This technology stabilizes eukaryotic cells by mixing them with sugars, antioxidants, polymers, and optionally proteins, then rapidly freezing and freeze-drying them to create a dry powder that maintains high cell viability for long-term storage.
The field of biopreservation and cell therapy is fundamentally challenged by the need to maintain the viability and functionality of sensitive biological materials during storage. As cell‐based treatments and research applications grow, there is increased pressure to develop processes that reliably sustain therapeutic cells for long durations without compromising their efficacy. Traditional preservation techniques are critical for ensuring a consistent supply of active, viable cells, especially for applications that demand rigorous stability and performance over time.

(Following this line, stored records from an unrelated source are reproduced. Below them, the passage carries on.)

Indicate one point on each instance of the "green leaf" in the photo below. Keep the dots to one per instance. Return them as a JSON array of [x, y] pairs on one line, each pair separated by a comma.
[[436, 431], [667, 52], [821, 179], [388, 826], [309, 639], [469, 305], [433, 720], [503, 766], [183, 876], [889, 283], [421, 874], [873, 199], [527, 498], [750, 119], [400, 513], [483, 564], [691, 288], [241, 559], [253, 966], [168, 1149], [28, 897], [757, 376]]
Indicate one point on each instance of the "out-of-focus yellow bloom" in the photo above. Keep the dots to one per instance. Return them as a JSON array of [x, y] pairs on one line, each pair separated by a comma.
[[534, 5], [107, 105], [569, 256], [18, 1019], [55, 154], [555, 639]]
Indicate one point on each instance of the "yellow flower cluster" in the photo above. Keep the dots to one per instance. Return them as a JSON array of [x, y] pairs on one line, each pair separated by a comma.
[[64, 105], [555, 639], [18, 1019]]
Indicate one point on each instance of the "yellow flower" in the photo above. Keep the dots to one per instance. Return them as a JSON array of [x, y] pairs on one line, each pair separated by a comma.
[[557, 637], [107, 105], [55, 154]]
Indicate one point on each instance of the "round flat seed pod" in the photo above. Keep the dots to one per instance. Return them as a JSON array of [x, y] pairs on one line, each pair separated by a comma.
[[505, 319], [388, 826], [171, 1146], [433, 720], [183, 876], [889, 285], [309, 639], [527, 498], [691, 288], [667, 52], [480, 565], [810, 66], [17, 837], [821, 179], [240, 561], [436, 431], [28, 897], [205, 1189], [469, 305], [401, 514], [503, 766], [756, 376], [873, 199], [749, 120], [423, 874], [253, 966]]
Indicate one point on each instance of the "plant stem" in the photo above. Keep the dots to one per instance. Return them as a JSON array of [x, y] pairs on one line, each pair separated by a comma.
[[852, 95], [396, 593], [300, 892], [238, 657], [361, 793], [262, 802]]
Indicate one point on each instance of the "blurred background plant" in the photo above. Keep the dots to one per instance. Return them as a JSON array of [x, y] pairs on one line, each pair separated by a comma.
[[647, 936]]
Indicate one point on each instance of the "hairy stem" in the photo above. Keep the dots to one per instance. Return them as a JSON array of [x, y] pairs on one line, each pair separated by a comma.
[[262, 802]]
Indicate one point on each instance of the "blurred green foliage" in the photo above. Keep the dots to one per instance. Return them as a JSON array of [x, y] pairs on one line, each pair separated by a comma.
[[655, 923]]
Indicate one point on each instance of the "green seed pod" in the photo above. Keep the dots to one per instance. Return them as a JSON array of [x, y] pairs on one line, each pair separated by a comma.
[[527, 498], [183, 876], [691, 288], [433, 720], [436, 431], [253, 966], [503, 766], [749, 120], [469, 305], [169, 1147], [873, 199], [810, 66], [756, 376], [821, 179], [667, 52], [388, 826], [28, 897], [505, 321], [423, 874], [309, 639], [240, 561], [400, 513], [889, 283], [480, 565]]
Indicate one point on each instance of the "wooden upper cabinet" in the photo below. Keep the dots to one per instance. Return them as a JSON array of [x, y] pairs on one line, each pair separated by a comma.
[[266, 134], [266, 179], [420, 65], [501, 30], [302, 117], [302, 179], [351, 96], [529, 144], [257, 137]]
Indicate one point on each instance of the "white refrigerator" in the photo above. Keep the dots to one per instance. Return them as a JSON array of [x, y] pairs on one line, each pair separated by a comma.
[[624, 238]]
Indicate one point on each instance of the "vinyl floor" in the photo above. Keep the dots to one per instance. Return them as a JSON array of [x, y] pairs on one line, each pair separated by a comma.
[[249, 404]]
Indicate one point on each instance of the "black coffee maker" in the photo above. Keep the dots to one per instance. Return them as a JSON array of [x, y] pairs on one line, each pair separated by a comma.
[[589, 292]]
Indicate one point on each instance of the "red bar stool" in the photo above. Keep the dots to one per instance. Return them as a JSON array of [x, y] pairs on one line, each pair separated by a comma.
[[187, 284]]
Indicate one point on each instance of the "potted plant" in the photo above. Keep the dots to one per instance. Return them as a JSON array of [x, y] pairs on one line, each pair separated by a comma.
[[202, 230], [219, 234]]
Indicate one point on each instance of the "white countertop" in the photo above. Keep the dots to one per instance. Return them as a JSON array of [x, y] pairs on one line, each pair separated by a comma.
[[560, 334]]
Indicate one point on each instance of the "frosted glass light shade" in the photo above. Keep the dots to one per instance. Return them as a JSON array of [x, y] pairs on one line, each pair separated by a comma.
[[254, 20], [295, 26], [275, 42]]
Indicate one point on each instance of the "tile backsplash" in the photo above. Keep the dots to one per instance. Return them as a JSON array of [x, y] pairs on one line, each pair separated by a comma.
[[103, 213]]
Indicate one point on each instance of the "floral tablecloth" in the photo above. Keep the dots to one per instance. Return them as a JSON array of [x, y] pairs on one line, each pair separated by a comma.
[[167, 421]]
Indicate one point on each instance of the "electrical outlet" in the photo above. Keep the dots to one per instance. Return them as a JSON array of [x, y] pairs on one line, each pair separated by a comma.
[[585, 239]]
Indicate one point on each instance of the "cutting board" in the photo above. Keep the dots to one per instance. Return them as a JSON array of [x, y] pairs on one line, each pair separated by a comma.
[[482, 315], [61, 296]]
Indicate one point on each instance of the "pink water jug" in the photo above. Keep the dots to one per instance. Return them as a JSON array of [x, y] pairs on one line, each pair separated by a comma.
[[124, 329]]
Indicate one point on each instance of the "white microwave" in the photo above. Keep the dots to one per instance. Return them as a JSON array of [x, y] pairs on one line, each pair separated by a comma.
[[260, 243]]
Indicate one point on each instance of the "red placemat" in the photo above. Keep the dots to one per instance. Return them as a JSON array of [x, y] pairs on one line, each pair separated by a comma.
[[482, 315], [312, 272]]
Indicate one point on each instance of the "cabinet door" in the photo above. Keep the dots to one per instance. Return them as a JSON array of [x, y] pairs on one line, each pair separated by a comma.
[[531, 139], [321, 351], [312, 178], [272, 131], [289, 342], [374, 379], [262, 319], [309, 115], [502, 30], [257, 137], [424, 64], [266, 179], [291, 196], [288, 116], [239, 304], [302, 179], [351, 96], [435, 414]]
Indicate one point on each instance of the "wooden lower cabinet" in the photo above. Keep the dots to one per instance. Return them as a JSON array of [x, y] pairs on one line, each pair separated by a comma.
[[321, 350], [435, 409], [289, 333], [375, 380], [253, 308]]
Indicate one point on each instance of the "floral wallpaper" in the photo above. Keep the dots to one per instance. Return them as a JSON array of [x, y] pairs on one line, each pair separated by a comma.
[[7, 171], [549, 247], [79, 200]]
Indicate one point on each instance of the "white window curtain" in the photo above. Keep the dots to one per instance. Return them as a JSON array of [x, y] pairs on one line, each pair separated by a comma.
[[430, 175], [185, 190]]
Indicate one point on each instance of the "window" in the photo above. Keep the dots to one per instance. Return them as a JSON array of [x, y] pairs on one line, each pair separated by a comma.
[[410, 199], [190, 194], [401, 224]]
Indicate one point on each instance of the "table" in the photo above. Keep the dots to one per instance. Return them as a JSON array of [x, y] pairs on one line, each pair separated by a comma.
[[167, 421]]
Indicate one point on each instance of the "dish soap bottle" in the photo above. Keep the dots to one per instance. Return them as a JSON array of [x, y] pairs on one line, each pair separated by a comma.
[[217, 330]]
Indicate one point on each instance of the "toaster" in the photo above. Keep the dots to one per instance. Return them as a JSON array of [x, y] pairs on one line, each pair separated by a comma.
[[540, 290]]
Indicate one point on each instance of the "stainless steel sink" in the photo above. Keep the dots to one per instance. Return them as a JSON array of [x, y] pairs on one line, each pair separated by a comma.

Current preservation strategies face significant hurdles, including unpredictable cellular degradation during freezing and drying processes. Conventional methods often induce stress-related damage such as ice crystal formation, leading to reduced cell survival and inconsistency in reconstitution outcomes. Additionally, the limited effectiveness and potential toxicity of available cryoprotectants contribute to variabilities that compromise therapeutic reliability. Such challenges underscore the pressing need for improved approaches that better mitigate cellular injury, ensure long-term storage stability, and provide uniformity in treatment performance.
This technology comprises dry powder formulations containing eukaryotic cells combined with carefully selected sugars or sugar alcohols (like trehalose, sucrose, or maltose), antioxidants (such as flavonoids, vitamins, or tripeptides), and polymers (for instance, polyvinylpyrrolidone or a triblock polyether polymer), with the optional inclusion of proteins like human serum albumin. The process involves incubating the cells in a solution with these stabilizing agents, rapidly freezing the mixture as droplets on a cryogenically cooled surface maintained well below 0°C, and then lyophilizing the frozen droplets under controlled pressure and temperature conditions. This approach yields a dry powder formulation that retains high cell viability over extended storage periods.
The technology is differentiated by its optimized composition ratios and precise processing parameters, which collectively ensure minimal loss of cell viability even during long-term storage. Its unique combination of ingredients and rapid cryogenic freezing—followed by a meticulously controlled lyophilization process—enables exceptional stability and functionality. This versatility not only supports various administration routes but also offers enhanced therapeutic potential, making it a robust platform for cell-based therapies.
This technical approach details a dry cell formulation containing eukaryotic cells, sugars (often disaccharides), antioxidants, polymers, and optionally proteins at specific weight/volume percentages. The process involves incubating cells with sugar solution, optionally including antioxidants or polymers, rapidly freezing the mixture as droplets onto a cryogenically cooled surface (0°C to -190°C), and lyophilizing under reduced pressure and temperature to yield a dry powder that preserves high cell viability over extended storage periods.